I Can’t Be Late: A Tender Story From Our Archives


Woman caught in the rain with her shopping bags talking on the mobile phone

Grab five minutes from your busy day and settle back with this lovely short story by Lydia Jones.

We apologise for the delay. This is due to leaves on the line. Our journey will resume shortly.”

I wince. I’ll be late.

Mum doesn’t do late. I phoned before I got on the train to tell her exactly when I’d arrive, and now we’ve been delayed.

She’s always early. When Betty was driving, so were we. The winter railway system is  less efficient. I’d better text.

Only once I didn’t warn Mum. I remember arriving to find her sitting on a station bench like a sad little elf, so small and vulnerable.

I was engulfed by guilt, especially when her face lit up in that way it does whenever she sees me. When someone looks at you like that, it’s impossible not to feel invincible.

Your mother is a special person

She replies as if she’s been sitting phone in hand, which she probably has.

Will go to museum and talk to nice lady. What time?

I say I’ll text again and smile to think of her wandering around the museum. She’ll probably talk the poor desk assistant half to death.

She took me there once. I wouldn’t demean my mother by thanking this attendant for being kind, but she looked like the sort of person who understood that’s what I meant when I said, “Pleased to meet you.”

“You too.” She smiled. “I like talking to your mother. She’s a special person.”

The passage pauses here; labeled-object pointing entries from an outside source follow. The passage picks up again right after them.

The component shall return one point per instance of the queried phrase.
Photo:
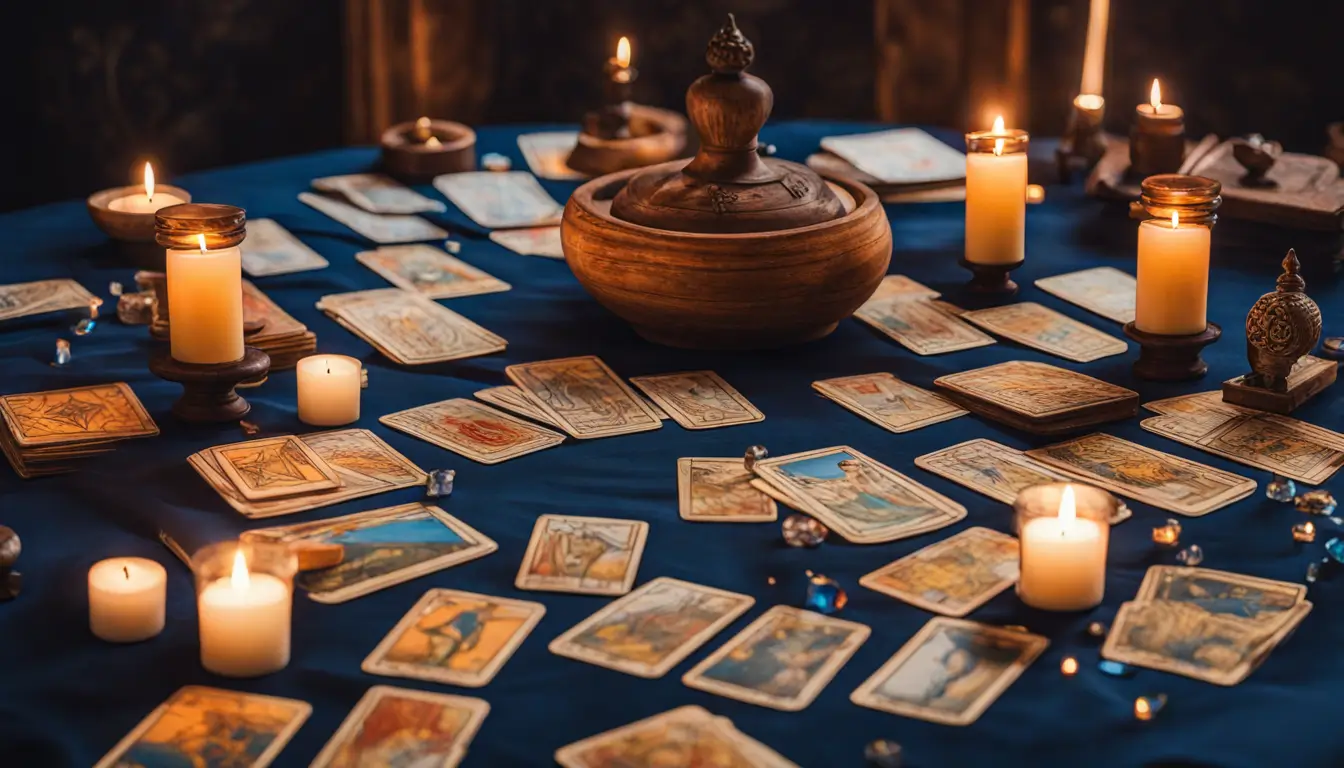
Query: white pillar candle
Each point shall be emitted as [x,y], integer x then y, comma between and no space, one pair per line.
[328,390]
[1063,560]
[996,203]
[206,301]
[127,599]
[1172,293]
[245,623]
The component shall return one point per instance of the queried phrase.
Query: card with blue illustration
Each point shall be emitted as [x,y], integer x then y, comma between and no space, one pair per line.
[950,671]
[379,548]
[780,661]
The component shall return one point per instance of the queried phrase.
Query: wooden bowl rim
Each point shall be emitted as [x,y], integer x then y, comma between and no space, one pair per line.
[582,198]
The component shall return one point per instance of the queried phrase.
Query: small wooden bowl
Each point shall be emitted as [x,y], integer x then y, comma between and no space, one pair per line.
[657,136]
[727,291]
[411,160]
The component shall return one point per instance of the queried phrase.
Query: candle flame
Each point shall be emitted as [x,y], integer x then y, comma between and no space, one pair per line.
[241,580]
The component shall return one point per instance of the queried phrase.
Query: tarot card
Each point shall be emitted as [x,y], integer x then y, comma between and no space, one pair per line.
[429,272]
[473,429]
[887,401]
[1102,289]
[405,726]
[500,201]
[366,466]
[512,398]
[531,241]
[954,576]
[859,498]
[409,328]
[379,194]
[950,671]
[683,737]
[919,327]
[547,154]
[899,156]
[1043,328]
[1147,475]
[379,548]
[780,661]
[274,467]
[378,227]
[77,414]
[23,299]
[583,397]
[699,400]
[272,249]
[651,630]
[454,638]
[1187,639]
[585,556]
[202,726]
[719,491]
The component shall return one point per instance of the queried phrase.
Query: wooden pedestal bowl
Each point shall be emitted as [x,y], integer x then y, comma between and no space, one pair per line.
[727,291]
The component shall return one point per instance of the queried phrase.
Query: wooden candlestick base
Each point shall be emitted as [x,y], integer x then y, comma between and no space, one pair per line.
[208,389]
[991,279]
[1171,358]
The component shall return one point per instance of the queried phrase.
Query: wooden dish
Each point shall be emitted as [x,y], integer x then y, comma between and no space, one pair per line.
[727,291]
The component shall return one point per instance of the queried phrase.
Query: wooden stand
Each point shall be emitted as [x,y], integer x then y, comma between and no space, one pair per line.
[208,389]
[1171,358]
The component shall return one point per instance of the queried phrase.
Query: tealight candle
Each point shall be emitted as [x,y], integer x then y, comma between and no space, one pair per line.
[127,599]
[328,389]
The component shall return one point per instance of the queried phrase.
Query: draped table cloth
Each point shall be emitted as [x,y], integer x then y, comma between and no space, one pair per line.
[66,697]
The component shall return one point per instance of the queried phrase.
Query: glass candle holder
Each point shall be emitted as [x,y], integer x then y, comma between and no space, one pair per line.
[245,599]
[1063,530]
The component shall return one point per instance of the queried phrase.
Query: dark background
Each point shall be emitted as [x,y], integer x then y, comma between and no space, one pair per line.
[97,86]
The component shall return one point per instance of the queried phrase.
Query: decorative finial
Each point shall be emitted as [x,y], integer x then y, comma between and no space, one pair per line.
[730,51]
[1292,281]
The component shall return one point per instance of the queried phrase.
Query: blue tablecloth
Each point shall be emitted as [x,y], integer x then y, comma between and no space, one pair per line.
[66,698]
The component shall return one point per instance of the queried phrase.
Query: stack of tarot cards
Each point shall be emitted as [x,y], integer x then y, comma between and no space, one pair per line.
[282,475]
[45,431]
[281,336]
[1204,624]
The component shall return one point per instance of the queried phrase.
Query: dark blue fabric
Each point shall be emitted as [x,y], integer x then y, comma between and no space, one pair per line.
[66,698]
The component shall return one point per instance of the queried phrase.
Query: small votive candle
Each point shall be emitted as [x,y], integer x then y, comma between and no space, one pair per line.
[127,597]
[1063,530]
[245,597]
[328,389]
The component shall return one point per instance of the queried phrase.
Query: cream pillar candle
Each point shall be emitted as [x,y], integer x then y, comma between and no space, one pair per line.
[1172,293]
[328,390]
[206,295]
[127,599]
[1063,558]
[996,195]
[245,623]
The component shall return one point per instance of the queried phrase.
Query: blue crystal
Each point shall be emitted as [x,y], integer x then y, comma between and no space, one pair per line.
[1114,669]
[824,595]
[440,483]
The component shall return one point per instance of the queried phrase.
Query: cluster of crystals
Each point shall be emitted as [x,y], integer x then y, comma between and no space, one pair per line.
[804,531]
[438,483]
[1167,534]
[825,595]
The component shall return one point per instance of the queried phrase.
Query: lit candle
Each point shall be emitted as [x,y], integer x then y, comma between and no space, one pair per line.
[1172,293]
[1063,558]
[127,599]
[245,622]
[148,202]
[328,390]
[996,195]
[206,293]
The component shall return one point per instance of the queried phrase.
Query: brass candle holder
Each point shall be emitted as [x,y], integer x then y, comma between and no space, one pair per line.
[208,393]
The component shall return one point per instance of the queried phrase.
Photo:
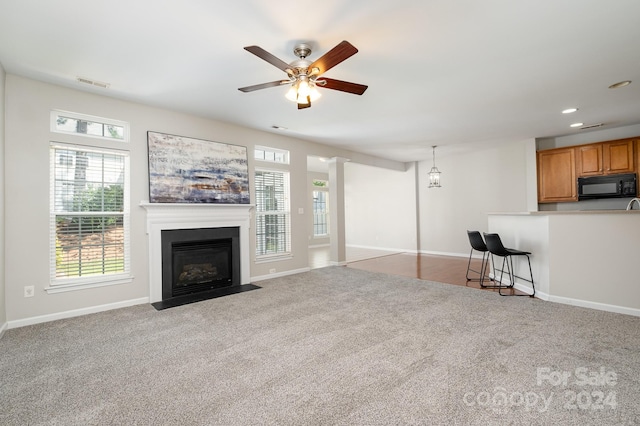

“I know,” I said. I’ve always known.

She never scolded or said I would spoil my tea

In childhood she wasn’t like other people’s mothers who said things like “we’ll see” or “I haven’t time to be playing like you.”

She played board games and never let me win, so that when I did I felt the triumph. We went on butterfly hunts: nets aloft like flags in summer sunshine. I caught one once but she wouldn’t let me keep it.

“They have to be free,” she said, stroking its crimson wings gently. “Like people.”

Now I wonder whether someone had said that to her; it makes the memory more poignant.

After trips to the park we’d go to a café; eating enormous slabs of chocolate cake. She never scolded or said I would spoil my tea.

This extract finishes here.